All the above-mentioned circumstances lead the Panel to conclude that the Respondent has not produced evidence to rebut the Complainant’s prima facie case, and all the cumulative facts and circumstances indicate that the Respondent lacks any rights or legitimate interests in the disputed domain name. Therefore, the second element of the Policy under paragraph 4(a)(ii) has been established.
The Policy, paragraph 4(a)(iii), requires that the Complainant establish that the disputed domain name “has been registered and is being used in bad faith”.
At the time of the disputed domain name’s registration, the Panel considers unlikely that the Respondent did not know about the SEARA mark, and did not have it in mind. The circumstances of this case lead to this conclusion. Particularly, the extensive presence of this trademark as well as the Complainant’s subsidiary Seara Alimentos Ltda. over the Internet, and their notorious character in the food industry worldwide, the inclusion in the disputed domain name of the term “bra” (related to the Complainant and its subsidiary home country) and the content of the website liked to the disputed domain name.

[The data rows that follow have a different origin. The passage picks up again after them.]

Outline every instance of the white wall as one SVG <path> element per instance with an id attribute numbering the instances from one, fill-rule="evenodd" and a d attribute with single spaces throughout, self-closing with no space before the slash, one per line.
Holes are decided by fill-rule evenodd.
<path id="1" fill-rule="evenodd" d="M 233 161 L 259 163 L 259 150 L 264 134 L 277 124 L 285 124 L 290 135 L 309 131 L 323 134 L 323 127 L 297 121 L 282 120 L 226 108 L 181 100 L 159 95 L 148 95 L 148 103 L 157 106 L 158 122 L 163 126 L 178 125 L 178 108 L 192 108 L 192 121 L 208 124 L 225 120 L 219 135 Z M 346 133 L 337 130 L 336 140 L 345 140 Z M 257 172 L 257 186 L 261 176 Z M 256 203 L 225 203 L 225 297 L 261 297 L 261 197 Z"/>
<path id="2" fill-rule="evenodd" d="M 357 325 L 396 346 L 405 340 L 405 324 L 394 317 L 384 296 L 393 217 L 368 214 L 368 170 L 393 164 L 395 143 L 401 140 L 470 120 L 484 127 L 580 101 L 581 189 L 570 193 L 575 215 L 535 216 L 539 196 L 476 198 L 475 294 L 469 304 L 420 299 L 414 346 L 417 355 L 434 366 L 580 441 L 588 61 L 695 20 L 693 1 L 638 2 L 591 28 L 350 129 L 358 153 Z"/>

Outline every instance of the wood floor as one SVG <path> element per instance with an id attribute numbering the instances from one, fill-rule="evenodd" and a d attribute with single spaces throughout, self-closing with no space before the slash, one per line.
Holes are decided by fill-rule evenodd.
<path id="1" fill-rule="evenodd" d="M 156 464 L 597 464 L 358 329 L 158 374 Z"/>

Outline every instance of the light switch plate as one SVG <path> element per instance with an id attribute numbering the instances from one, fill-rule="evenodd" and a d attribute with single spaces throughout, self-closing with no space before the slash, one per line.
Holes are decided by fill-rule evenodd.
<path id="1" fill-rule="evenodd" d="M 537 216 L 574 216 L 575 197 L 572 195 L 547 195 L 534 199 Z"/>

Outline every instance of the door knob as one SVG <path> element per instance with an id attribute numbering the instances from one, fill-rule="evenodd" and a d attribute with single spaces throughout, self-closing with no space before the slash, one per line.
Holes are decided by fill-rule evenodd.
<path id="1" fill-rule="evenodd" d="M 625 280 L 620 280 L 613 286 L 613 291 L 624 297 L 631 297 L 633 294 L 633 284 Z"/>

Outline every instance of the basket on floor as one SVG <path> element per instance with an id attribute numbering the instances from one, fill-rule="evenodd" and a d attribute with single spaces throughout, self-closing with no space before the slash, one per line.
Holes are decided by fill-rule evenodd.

The disputed domain name is linked to a website, which incorporates the Complainant’s trademark in its heading, with identical graphic representation, allegedly selling fresh meat products, which are one of the Complainant’s products. These circumstances point to an intention to create confusion or affiliation with the Complainant to misleadingly attract Internet users to the Respondent’s website.
The Panel further notes the reaction of the Respondent to the Complaint, not providing any explanation or evidence supporting any rights or legitimate interests in the disputed domain name.
Taking into account all cumulative circumstances of this case, the Panel considers that the disputed domain name was very likely registered and used, targeting the mark SEARA, with the intention of creating a likelihood of confusion as to the affiliation or association with the Complainant, its subsidiary and its trademark, trying to misleadingly attract Internet users to the Respondent’s website, and disrupting the Complainant’s business.
These are circumstances of bad faith in accordance to paragraph 4(b) of the Policy.
All the above-mentioned leads the Panel to conclude that the disputed domain name was registered and is being used in bad faith. Accordingly, the Panel concludes that the Complainant has met its burden of establishing that the Respondent registered and is using the disputed domain name in bad faith under the third element of the Policy.
For the foregoing reasons, in accordance with paragraphs 4(i) of the Policy and 15 of the Rules, the Panel orders that the disputed domain name <seara-bra.com> be transferred to the Complainant.